Estas elecciones mostraron la profunda división en los Estados Unidos, que en muchos lugares llevó a resultados electorales extremadamente marginales. El intenso enfrentamiento entre las dos partes y la retórica y práctica extremas no es un hecho aislado y puede profundizarse aún más, teniendo un impacto negativo en el país.

Las razones de la resiliencia electoral de Trump se deben a que el presidente Trump había adoptado una retórica antisistémica de denuncia de las élites, a las que sin embargo pertenece, así como una táctica agresiva contra las fuerzas de la globalización, aspectos que tocaron fuertemente grandes sectores de la clase media y, por supuesto, la clase trabajadora.

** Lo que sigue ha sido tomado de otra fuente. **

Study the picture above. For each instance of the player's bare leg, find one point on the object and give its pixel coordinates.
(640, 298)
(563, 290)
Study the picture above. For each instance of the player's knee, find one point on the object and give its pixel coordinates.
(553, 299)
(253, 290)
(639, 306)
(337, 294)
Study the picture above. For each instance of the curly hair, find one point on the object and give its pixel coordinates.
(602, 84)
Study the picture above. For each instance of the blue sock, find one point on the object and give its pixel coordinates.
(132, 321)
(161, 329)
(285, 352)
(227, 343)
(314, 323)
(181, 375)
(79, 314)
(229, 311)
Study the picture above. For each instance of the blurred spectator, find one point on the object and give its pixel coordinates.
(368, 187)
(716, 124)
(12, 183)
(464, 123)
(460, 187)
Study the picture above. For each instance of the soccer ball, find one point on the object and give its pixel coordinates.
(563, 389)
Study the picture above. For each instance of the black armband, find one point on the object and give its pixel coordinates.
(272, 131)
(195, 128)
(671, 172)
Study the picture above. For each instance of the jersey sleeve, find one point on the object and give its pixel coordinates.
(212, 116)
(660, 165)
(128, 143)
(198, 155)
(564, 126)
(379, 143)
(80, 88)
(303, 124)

Entonces, a los desempleados, a las personas que sienten que no tienen voz, a los habitantes de la provincia que son ridiculizados por sus modales y costumbres por los arrogantes residentes metropolitanos, incluso a los ciudadanos pertenecientes a minorías pero también a todas las grandes comunidades, como los afroamericanos y latinos, el discurso de Donald Trump ha encontrado y sigue encontrando una gran resonancia. Y esto a pesar de que todos los movimientos por la protección de los derechos (black lives matter, etc.) estaban claramente en su contra.

Y si no se hubiera producido la pandemia de coronavirus y no hubiera estallado la segunda ola, que está golpeando a Estados Unidos con tanta violencia como la primera, Donald Trump habría ganado fácilmente las elecciones. Así, después de los primeros tres años de resultados económicos positivos de la administración Trump, el cierre de marzo provocó el cierre de muchas pequeñas y medianas empresas, mientras que más de 20 millones de estadounidenses se quedaron repentinamente sin trabajo.

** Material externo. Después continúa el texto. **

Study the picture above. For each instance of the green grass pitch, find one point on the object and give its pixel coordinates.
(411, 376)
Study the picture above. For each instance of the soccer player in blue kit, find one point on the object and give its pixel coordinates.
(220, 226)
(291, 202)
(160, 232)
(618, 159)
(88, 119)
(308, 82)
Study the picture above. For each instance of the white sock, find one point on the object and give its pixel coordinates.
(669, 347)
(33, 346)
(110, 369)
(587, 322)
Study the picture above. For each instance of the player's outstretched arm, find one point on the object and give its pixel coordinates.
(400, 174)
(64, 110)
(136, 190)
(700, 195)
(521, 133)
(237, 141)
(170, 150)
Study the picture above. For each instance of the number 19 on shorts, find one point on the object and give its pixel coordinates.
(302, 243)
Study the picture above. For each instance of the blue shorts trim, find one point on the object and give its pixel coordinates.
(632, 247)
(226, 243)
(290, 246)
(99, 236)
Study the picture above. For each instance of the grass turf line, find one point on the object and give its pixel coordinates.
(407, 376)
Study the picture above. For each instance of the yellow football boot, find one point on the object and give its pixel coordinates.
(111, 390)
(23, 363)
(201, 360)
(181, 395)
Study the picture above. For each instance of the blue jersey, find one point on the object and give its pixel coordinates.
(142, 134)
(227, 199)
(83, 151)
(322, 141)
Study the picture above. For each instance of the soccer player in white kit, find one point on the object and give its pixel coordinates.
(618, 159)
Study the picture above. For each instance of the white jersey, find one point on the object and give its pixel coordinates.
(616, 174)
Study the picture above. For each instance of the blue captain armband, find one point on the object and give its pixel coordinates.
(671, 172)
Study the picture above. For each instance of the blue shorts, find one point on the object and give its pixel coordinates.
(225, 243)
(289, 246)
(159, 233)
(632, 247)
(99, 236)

Y Donald Trump sin duda habría ganado las elecciones presidenciales sin la crisis de salud dado el hecho de que Joe Biden, quien expresa el internacionalismo neoliberal, el proceso de globalización relacionado y la «sociedad abierta» de las ONG y las muy poderosas instituciones económicas como las fundaciones George Soros y Bill Gates. etc., claramente parecía haberse quedado sin fuerzas, propuestas y consignas antes incluso de llegar a la línea de meta.

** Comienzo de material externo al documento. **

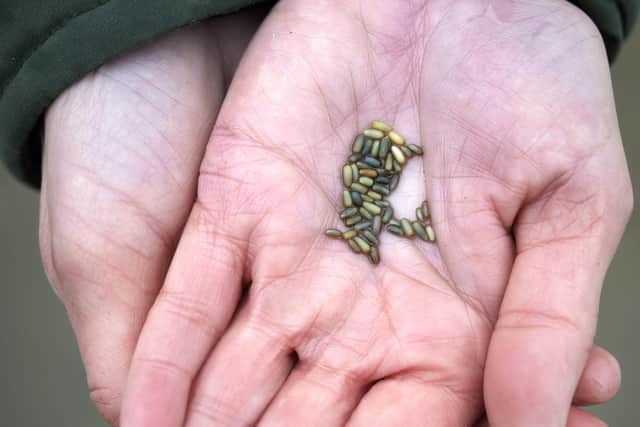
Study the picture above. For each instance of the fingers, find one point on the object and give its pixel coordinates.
(407, 401)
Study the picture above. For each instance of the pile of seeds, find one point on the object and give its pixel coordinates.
(371, 173)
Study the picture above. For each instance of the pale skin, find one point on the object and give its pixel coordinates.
(529, 194)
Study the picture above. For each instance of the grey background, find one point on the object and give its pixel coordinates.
(43, 382)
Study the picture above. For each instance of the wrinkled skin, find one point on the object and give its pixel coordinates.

Los oponentes políticos de Trump y la mayoría de los analistas y encuestadores se habían centrado en los rasgos arrogantes y egoístas de su personalidad, un excéntrico y muy impulsivo sin duda multimillonario, y por supuesto se equivocaron al creer que sería derrotado con una gran diferencia. El trumpismo como fenómeno ideológico y social es cierto, por tanto, no se ha ido, está presente y seguirá existiendo. Trump no es solo un paréntesis en la historia política de Estados Unidos, sino que expresa tendencias obvias específicas en la sociedad estadounidense y la burguesía.

Los ciudadanos estadounidenses quieren prosperar económicamente en un país donde prevalecerá la paz social, el orden y la seguridad. Debido a la globalización, muchas unidades industriales se han ido a países pobres donde hay una mano de obra barata. Entonces, la clase trabajadora de Estados Unidos resultó muy herida. Trump fue quien reclamó el regreso de las fábricas a su país, anteponiendo a EE.UU. y al pueblo estadounidense, en el contexto de la tendencia ideológica del conservadurismo etnocéntrico.

Y a otros países, especialmente a los poderosos, puede que no les guste la política de «Estados Unidos primero», pero no ocurre lo mismo con el ciudadano estadounidense promedio, especialmente en América profunda y los estados centrales.

El 20 de enero, Joe Biden se sentará en su silla en la Oficina Oval con Kamala Harris, en el cargo de vicepresidenta, por primera vez en el cargo, una mujer de ascendencia africana, jamaicana e indio. Durante su mandato y en base a lo que dijo, Estados Unidos volverá al Tratado Climático de París, según el cual el objetivo mínimo de los estados es mantener la temperatura en más 2 grados Celsius (+2 C), y eso será un desarrollo positivo, ya que el cambio climático no es un «mito». Y esto se puede ver fácilmente si se observan los fenómenos meteorológicos extremos que ocurren en el planeta. No olvidemos que Estados Unidos es el segundo mayor contaminante del mundo después de China.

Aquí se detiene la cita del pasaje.